• June 13, 2025

RBI Bets on Benign Inflation

RBI Bets on Benign Inflation

The Reserve Bank of India’s (RBI) recent boldness; deep cuts to its policy rate and the cash reserve ratio; springs from a rare confidence: retail inflation looks set to dip below its mandated 4% target in 2025-26. For perhaps the first time, the component of inflation most responsive to its tools—core inflation—appears blessedly untroublesome. Yet complacency would be premature.

The RBI has trimmed its forecast for consumer-price inflation in the current fiscal year (FY26) to 3.7%, down from 4.0% just two months prior. Hitting this mark requires both food and core inflation to stay below 4%.

Food fades, core creeps

Food inflation, long the hostage-taker of monetary policy, is expected to behave. Forecasts of a normal monsoon and a robust winter harvest should stabilise prices. Since monetary policy has little direct grip on food costs, the RBI mainly frets when prolonged surges threaten to infect broader inflation expectations. Such contagion seems unlikely this year. Most analysts predict food inflation will run significantly lower than last year, barring seasonal spikes.

This spotlight shifts to core inflation where the RBI’s interest rates and liquidity operations bite. A past bugbear, core inflation surged post-pandemic, averaging over 6% in FY22 and FY23. It cooled to 4.4% in FY24 and 3.5% in FY25. Yet a recent uptick pushed it back above 4% in April. Two culprits stand out: soaring gold prices, explicitly flagged by the RBI last month, and rising services inflation.

The case for core calm

So, whence the RBI’s core confidence?

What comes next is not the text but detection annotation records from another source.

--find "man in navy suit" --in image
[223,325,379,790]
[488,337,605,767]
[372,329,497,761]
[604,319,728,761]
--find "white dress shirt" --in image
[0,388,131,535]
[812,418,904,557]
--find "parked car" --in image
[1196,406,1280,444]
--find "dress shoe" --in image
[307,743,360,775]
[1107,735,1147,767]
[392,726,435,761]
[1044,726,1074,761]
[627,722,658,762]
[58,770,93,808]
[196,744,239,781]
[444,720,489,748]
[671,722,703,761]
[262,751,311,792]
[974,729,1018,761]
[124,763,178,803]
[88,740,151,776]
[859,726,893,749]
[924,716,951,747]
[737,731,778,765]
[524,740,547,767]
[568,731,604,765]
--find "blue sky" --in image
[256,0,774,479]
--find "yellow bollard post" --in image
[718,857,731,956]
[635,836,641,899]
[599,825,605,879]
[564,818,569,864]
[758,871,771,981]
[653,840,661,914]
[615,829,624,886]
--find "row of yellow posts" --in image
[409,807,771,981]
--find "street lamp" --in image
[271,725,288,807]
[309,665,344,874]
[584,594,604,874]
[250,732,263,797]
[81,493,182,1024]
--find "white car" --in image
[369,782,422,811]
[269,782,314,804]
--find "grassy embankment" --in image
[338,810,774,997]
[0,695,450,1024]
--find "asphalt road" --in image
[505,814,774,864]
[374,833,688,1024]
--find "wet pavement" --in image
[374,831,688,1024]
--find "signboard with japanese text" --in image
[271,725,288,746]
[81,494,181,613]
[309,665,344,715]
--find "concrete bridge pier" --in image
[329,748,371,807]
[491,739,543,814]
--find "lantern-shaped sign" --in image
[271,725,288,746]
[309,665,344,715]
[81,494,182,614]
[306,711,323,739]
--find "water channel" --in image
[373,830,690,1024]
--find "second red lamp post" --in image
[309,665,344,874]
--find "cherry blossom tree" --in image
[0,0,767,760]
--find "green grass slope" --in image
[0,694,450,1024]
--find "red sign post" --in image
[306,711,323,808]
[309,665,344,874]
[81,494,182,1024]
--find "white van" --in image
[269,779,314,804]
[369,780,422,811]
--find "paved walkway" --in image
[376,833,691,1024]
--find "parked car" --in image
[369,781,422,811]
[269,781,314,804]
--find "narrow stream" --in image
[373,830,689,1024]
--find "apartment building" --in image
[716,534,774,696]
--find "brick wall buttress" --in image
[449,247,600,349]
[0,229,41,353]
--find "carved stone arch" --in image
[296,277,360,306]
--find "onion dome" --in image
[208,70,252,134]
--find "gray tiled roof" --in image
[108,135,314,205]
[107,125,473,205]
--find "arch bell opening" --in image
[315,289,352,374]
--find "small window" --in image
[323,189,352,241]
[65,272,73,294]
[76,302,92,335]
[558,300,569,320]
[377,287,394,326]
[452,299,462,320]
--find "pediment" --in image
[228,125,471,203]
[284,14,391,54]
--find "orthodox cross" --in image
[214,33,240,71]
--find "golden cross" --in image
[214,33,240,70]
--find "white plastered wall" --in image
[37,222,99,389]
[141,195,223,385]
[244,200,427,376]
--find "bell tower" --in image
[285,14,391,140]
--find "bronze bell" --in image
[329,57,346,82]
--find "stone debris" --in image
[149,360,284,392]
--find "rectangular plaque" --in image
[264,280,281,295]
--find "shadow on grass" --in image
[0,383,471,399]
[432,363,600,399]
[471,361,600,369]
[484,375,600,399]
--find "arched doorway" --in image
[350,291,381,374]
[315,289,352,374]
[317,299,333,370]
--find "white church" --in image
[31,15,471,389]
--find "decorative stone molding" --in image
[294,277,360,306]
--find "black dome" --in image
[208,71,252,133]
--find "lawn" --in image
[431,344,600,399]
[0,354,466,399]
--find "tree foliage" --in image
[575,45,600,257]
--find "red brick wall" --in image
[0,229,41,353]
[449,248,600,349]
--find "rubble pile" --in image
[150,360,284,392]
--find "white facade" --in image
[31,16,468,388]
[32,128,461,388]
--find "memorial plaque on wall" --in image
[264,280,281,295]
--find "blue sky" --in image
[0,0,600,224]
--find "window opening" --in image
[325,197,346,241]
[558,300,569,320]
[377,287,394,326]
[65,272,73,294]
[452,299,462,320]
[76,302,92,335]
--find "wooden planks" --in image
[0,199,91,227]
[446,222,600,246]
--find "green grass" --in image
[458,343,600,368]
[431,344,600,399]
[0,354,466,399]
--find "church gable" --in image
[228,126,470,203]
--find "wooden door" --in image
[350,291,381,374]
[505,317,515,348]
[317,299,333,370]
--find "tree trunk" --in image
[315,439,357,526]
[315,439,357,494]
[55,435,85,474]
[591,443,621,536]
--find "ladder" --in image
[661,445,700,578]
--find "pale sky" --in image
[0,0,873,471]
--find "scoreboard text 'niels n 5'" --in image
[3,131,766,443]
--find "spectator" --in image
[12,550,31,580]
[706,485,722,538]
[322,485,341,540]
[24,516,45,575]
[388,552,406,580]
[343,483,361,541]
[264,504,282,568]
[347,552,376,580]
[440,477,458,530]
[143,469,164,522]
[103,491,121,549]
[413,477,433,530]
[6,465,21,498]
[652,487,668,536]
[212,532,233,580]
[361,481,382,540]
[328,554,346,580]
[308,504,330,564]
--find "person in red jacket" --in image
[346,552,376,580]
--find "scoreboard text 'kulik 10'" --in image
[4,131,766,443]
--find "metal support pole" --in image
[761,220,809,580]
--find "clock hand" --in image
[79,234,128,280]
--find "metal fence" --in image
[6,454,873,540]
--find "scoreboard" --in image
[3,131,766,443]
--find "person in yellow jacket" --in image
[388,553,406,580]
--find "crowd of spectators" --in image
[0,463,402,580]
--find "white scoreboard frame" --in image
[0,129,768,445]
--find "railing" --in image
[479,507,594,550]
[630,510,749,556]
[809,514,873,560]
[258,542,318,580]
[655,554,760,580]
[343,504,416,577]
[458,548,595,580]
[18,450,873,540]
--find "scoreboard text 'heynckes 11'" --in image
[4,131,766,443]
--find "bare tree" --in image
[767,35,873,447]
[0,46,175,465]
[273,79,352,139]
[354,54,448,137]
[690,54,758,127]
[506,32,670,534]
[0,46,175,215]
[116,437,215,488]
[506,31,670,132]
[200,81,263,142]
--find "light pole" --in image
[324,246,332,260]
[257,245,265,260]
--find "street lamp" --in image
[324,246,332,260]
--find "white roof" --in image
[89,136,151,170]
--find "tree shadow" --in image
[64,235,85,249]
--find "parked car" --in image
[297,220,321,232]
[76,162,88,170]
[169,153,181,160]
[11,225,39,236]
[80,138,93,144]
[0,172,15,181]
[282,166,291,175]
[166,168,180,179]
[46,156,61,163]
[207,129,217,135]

Several factors point towards benign pressure:

  1. While unpredictable, the net effect of evolving US tariff policy may prove disinflationary for Asia. As Chinese exports to America face barriers, China’s excess capacity could flood Asian markets like India (already imposing anti-dumping duties on some Chinese goods). Cheaper imports would suppress input costs and core inflation.
  2. A slowdown in consumption-led growth dampens price pressures.
  3. Wage growth remains insufficiently robust to fuel inflation, keeping second-round effects (higher inflation expectations feeding into wages and prices) muted.
  4. The World Bank’s modest 2025 global growth forecast (2.3%) suggests commodity prices are unlikely to surge, keeping imported inflation low.

Nomura analysts encapsulate this view, estimating core inflation will hover near 4% for the rest of the year, underpinned by these “disinflationary” underlying factors.

Risks on the horizon

Yet assuming core’s docility is guaranteed would be unwise. Key risks loom:

The inherent unpredictability of US trade policy remains a wildcard. Favourable US-China negotiations could negate the expected disinflationary boost for Asia.

The RBI’s own 1-percentage-point CRR cut will flood the banking system with liquidity later this year, coinciding with the festive season’s credit surge. This potent mix could spark credit-fuelled consumption, potentially stoking core inflation, particularly in services.

While core inflation in FY26 may indeed prove softer than in recent turbulent years, a late-year ascent is a distinct possibility. The RBI’s own forecast of headline inflation rising to 4.5% next year hints at underlying pressures. Core offers comfort, yes, but it is far from a given. The central bank’s bold easing bets heavily on its continued good behaviour.